The Syrians found hiding in the village were aged 16 to 29, local news agency Focus said. Arrested along with them was a 41-year-old Bulgarian who provided transportation to the group.
According to a report by television station bTV, the transit centre in the village of Pustrogor had a capacity of 300 people and was currently 70 per cent full, with Syrians making up most of this number.
This included 40 Syrians who had illegally crossed the border into Bulgaria in the past two weeks.
The report quoted the centre’s director, Anton Iliev, as saying that Bulgaria could cope with a stronger flow of Syrian refugees.
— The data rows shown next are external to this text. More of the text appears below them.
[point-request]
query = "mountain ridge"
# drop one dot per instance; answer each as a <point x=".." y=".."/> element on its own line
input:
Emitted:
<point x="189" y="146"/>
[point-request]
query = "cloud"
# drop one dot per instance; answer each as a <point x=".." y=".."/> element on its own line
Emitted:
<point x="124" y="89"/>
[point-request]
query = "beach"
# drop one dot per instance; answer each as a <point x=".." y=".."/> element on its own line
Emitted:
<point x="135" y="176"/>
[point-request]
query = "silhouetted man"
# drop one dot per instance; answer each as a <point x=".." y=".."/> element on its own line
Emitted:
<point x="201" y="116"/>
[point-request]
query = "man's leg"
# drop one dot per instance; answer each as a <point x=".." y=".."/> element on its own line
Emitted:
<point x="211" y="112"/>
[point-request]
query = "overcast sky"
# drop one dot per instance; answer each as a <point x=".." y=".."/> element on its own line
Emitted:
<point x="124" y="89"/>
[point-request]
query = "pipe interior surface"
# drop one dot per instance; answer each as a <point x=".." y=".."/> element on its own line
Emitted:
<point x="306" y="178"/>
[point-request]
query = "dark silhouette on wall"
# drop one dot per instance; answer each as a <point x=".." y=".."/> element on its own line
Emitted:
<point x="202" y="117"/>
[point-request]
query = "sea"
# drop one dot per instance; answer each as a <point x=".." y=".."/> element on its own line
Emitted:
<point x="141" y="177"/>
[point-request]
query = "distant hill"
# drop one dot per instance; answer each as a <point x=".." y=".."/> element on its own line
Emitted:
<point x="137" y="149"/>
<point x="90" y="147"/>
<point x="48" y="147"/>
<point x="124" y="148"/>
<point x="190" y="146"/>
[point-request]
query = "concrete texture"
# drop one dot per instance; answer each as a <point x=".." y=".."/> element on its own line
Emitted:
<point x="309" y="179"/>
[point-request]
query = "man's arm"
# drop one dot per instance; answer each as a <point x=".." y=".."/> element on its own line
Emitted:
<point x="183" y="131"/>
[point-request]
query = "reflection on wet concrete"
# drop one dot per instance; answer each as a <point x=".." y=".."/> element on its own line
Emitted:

He said that an increase of refugee flow from Syria to Bulgaria was possible but added that it was impossible to predict numbers.
Three Syrians who spoke to a journalist for the report said that they had fled their country to escape either being pressed into the army or the opposition forces. They had paid between $4000 and $5000 to embark on the trip.
Reports on October 2 said in the previous 10 days, 26 Syrian nationals had been caught in the area close to the Bulgarian – Turkish border.
Turkey currently is host to a reported 100 000 Syrian refugees.
Migration pressure on Bulgaria’s border with Turkey, mainly from refugees fleeing the violent conflict in Syria, has increased by 50 per cent in the past two months, Bulgarian Interior Minister and Deputy Prime Minister Tsvetan Tsvetanov said on October 1.
Tsvetanov said that the ministry’s strategy envisaged a revision of the action plan in the face of increased migration flow. Bulgaria and Turkey had discussed joint patrols and a new control centre at the Kapitan Andreevo checkpoint, he said.
He said that one of the measures being considered was the deployment of additional Border Police units.
According to Tsvetanov, the European Commission was considering whether the allocation of resources to zones where migration pressure was “enormous” could be strengthened.
As The Sofia Globe reported previously, Bulgarian border police arrested a total of 14 would-be illegal immigrants in the space of 24 hours on September 22 2012, the latest in a series of arrests in more than a month, mainly of people from Syria and other Middle Eastern or Asian states. Most of the arrests took place along Bulgaria’s border with Turkey.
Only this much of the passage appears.